The Bnei Menashe, or sons of Manasseh claim descent from one of the Ten Lost Tribes of Israel, which were sent into exile by the Assyrian Empire more than 27 centuries ago. Their ancestors wandered through Central Asia and the Far East for centuries before settling in what is now northeastern India, along the borders of Burma and Bangladesh. Throughout their sojourn in exile, the Bnei Menashe continued to practice Judaism just as their ancestors did, including observing the Sabbath, keeping kosher, celebrating the festivals, and following the laws of family purity. They continued to nourish the dream of one day returning to the land of their forefathers, the Land of Israel.
Thus far, Shavei Israel has made the dream of Aliyah, immigration to Israel, possible for over 4,500 Bnei Menashe and plans to help bring more members of the community to Israel. Another 6,000 Bnei Menashe are awaiting their return to the Jewish homeland.
Today’s “Jews” — by their own admission — changed the biblical law of patrilineal descent to matrilineal descent sometime around 200 AD, which is almost 1,000 years after the Assyrian captivity.
And while some of the original Israelites in the Assyrian captivity may indeed have made their way to India, the vast majority of them migrated up through the Caucasus Mountains and west into Europe and — for the most part — maintained their racial purity by keeping themselves a separate people.
Those that migrated east, were eventually absorbed into the native population — despite clinging to some of their ancient Israelite customs — that is why modern Jews until recently have been referred to as “asiatics.”
The “family purity” laws of the ancient Israelites were very clear — the father must be an Israelite, and the mother must be either another Israelite or a pure, unmixed Adamic descendant of the original Genesis 10 nations, as was the case with the wives of Jacob’s twelve sons.

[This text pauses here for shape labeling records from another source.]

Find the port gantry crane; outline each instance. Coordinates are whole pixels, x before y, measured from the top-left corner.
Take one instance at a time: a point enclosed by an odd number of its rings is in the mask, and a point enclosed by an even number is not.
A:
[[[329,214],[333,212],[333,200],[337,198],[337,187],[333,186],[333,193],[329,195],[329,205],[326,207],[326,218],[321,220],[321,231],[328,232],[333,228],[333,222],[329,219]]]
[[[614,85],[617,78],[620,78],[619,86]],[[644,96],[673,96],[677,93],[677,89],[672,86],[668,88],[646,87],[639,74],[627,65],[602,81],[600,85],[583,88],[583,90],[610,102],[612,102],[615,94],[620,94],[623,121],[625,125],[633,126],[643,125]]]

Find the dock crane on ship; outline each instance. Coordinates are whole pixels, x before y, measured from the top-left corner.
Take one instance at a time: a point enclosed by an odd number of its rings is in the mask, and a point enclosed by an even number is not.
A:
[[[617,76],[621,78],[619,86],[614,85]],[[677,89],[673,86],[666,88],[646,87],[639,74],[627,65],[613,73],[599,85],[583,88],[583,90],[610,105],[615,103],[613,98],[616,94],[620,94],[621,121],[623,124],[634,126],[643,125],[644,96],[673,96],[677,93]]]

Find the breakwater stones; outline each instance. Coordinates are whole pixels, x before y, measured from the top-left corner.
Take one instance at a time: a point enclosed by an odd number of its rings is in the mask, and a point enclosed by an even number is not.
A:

So the only way white Israelites can be the ancestors of these brown-skinned Indians is through violating the “family purity laws” and procreating with non-Adamic peoples, resulting in racial bastards (Deuteronomy 23:2).

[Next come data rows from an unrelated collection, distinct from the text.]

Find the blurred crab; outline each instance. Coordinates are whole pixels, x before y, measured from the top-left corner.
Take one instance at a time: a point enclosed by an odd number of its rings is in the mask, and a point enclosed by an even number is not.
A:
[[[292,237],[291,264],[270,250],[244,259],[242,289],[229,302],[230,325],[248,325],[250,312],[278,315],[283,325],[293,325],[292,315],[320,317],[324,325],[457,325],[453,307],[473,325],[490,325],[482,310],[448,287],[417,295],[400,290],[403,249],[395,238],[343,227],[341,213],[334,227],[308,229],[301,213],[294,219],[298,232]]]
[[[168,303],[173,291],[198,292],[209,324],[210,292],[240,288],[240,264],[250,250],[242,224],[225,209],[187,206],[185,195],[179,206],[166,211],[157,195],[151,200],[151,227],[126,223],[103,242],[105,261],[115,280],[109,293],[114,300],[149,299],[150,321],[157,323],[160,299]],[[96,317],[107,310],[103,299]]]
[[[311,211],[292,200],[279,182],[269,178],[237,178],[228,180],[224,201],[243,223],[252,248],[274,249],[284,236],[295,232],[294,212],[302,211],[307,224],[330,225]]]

Only through a Talmudic twist of logic — in complete defiance of Logos — could a Jew convince themselves that an obvious racial mongrel is the result of strictly adhering to “family purity laws.”
From a Jewish perspective, a racially “pure” Jew is dark-haired, dark-eyed, and olive-skinned — according to Maurice Fishberg’s Physical Anthropology Of The Jews, which appeared in the journal American Anthropologist.
In this 1903 study, Fishberg actually claims that blonde-haired, blue-eyed Jews — of which there are many — are the result of pure dark Jews race mixing with nordic Aryan types — a complete inversion of reality.
In his 1953 book Israel Between East And West, Jewish ethnologist Dr. Raphael Patai confirmed that unlike the ancient Israelites, modern Jews worldwide embody diversity, “The impression is thus gained that the Jews do not belong to a single homogeneous racial a group.”
So these brown-skinned Indians may indeed be Jews, but they certainly are not Israelites.